Над молодой порослью, над решетками, почти на уровне крон высоких деревьев показались громадные головы двух слонов; помахивая хоботами, они медленно выступали, неся на своих широких спинах пеструю группу людей — женщин со светлыми зонтиками, детей в соломенных шляпах и простоволосых: их темные и золотистые головы были украшены цветными бантами. Позади слонов своей неповторимой поступью вышагивал жираф, на его длиннющей шее возвышалась торжественно и гордо небольшая голова; жираф тоже вез нескольких человек. И этот необычный караван медленно продвигался по круговой аллее вдоль кружева молодых ветвей. Люди смеялись, порой вскрикивали, возбужденные высотой,' легким дуновением ветерка, а также смутной боязнью, которую они, побуждаемые самолюбием, старались побороть.

В ярком солнечном свете весенние платья казались сшитыми из дорогого шелка и переливались всеми цветами на фоне грубой, шероховатой кожи слонов. Наконец гигантские животные стали видны целиком: на шее у каждого из них сидел вожак, и неповоротливые, невозмутимые, тяжело нагруженные слоны шли, вытягивая хобот то вправо, то влево, — их привлекали нежные побеги деревьев и карманы гуляющих, а длинные их уши едва шевелились, когда какой-нибудь мальчишка или великовозрастная девица из простонародья, восседавшие у них на спине, со смехом слегка щекотали эти громадные уши кончиком зонта или тонким прутиком.

— Что с тобой, Маду?.. Ты весь дрожишь… Ты не заболел? — спросил Джек, взглянув на товарища.

Маду изнемогал от волнения.

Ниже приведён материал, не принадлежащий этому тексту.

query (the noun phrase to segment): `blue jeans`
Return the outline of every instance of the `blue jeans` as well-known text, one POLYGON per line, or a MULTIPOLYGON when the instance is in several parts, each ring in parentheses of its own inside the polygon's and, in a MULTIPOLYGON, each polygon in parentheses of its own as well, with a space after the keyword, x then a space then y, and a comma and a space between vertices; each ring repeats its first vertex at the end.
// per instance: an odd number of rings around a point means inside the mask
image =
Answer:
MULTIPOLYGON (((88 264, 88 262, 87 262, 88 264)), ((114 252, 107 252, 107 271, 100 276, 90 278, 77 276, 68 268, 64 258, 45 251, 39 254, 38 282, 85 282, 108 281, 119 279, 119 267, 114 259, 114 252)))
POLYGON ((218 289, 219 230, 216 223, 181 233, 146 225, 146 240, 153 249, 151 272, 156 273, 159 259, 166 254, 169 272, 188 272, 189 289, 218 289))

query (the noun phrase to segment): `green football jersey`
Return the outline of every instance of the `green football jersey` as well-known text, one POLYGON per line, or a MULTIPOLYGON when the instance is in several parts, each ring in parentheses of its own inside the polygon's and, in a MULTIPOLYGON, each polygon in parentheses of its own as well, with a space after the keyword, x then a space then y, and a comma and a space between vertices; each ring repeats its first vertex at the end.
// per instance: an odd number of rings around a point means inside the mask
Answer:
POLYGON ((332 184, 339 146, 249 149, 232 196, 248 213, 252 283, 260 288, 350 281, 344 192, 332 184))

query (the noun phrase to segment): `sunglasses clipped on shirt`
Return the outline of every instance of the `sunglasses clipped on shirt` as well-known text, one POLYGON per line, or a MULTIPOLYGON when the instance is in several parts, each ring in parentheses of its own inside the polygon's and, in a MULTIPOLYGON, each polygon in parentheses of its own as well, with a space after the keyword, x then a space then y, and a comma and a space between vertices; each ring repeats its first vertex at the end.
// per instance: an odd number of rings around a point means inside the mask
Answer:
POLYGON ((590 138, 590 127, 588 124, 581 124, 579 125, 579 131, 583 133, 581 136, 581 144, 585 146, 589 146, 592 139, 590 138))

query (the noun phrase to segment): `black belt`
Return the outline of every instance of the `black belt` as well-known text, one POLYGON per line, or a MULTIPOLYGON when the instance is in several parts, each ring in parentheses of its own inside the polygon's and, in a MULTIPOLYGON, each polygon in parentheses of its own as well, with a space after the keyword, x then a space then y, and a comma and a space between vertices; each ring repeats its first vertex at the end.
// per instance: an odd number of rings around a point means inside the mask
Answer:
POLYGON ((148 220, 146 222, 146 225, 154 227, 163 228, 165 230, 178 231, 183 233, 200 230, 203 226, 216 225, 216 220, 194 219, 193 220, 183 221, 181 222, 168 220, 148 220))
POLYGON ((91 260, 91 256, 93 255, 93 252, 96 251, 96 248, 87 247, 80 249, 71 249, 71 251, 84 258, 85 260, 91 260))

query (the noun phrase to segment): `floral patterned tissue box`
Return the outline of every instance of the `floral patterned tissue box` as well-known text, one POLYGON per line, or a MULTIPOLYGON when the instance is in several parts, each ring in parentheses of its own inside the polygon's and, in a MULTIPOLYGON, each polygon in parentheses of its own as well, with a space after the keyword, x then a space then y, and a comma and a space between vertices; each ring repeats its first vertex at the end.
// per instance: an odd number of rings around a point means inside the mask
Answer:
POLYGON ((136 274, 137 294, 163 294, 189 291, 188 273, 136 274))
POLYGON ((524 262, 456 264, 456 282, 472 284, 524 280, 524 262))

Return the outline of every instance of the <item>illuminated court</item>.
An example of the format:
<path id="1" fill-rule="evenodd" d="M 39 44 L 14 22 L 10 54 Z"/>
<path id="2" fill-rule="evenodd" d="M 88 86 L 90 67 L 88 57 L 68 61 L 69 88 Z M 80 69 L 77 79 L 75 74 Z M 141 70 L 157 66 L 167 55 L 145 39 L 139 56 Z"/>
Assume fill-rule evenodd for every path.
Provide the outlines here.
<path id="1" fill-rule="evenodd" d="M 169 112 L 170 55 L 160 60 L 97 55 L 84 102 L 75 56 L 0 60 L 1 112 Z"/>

Но когда он узнал, что тоже может прокатиться на этих тяжеловесных животных, на лице его появилось серьезное, сосредоточенное, почти торжественное выражение.

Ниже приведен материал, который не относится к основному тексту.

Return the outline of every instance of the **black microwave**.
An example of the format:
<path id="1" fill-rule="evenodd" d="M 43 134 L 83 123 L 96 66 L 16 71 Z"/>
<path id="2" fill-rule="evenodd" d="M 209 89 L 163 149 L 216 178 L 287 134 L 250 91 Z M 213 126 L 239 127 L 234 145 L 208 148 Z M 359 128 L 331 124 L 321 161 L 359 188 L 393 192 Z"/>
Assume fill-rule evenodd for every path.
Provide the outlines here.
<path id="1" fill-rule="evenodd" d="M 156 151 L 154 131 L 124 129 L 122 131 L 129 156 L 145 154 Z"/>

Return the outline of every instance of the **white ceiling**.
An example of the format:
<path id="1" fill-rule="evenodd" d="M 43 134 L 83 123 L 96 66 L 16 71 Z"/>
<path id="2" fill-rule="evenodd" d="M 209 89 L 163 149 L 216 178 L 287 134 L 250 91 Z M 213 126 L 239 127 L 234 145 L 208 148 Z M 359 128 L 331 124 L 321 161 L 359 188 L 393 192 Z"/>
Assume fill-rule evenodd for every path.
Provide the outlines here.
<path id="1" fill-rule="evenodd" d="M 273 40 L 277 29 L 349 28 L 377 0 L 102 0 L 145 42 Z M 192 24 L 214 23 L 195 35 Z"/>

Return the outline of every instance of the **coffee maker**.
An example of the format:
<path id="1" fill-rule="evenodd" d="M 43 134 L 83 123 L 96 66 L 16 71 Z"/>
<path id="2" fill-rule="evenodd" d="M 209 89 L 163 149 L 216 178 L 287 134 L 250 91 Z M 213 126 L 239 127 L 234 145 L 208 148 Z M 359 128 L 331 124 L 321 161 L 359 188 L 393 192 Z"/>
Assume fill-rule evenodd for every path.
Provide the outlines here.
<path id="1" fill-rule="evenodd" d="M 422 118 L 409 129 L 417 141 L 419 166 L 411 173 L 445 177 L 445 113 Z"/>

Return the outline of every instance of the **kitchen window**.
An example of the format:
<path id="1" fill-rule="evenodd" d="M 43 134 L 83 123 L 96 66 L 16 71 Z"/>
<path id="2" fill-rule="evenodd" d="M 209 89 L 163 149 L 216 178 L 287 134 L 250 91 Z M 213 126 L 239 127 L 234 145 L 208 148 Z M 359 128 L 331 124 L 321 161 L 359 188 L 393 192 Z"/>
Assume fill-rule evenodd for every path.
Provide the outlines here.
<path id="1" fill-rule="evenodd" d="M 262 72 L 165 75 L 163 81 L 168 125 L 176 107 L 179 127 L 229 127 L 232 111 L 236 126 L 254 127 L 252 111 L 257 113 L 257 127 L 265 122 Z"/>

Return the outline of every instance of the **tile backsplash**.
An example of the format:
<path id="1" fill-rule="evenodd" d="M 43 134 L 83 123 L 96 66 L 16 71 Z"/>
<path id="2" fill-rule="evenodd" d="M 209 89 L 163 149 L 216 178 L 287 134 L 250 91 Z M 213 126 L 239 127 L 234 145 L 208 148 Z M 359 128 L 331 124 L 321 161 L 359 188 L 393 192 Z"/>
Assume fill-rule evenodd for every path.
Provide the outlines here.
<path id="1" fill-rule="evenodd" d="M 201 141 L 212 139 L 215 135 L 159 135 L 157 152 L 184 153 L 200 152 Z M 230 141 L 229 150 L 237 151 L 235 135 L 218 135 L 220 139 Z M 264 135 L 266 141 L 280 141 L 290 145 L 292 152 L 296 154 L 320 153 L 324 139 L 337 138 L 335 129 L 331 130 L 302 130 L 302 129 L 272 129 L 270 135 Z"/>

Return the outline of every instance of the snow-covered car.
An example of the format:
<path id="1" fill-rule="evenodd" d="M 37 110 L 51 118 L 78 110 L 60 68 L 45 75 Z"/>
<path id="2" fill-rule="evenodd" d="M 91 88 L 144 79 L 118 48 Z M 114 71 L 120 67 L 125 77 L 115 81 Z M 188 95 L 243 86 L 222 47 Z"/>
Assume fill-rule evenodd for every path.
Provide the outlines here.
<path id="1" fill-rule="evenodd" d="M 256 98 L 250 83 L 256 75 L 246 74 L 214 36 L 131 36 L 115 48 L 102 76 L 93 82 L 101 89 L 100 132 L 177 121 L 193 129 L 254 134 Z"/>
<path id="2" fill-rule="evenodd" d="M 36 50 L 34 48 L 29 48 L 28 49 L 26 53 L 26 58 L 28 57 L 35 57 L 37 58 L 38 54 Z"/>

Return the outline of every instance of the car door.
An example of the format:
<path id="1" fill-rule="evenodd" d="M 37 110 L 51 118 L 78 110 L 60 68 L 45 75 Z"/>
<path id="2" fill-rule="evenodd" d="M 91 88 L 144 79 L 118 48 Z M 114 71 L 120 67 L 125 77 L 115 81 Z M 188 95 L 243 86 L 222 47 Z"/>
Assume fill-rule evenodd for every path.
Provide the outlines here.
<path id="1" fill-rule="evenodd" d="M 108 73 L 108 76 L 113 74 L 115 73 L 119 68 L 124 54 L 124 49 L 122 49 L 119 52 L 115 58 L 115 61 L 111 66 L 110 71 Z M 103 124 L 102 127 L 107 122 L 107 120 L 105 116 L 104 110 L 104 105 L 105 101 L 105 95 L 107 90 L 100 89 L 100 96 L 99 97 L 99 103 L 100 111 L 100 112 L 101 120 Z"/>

Джек не пожелал кататься на слоне.

Он остался с матерью, которая, как ему казалось, была для такого радостного дня не слишком весела и мало смеялась. Мальчику хотелось прильнуть к ней, любоваться ею, ступать по пыли, которую поднимали ее длинные шелковые юбки, волочившиеся по земле, как шлейф королевы. Усевшись рядышком, оба следили, как негритенок торопливо, дрожа от лихорадочного нетерпения, карабкался на спину слона.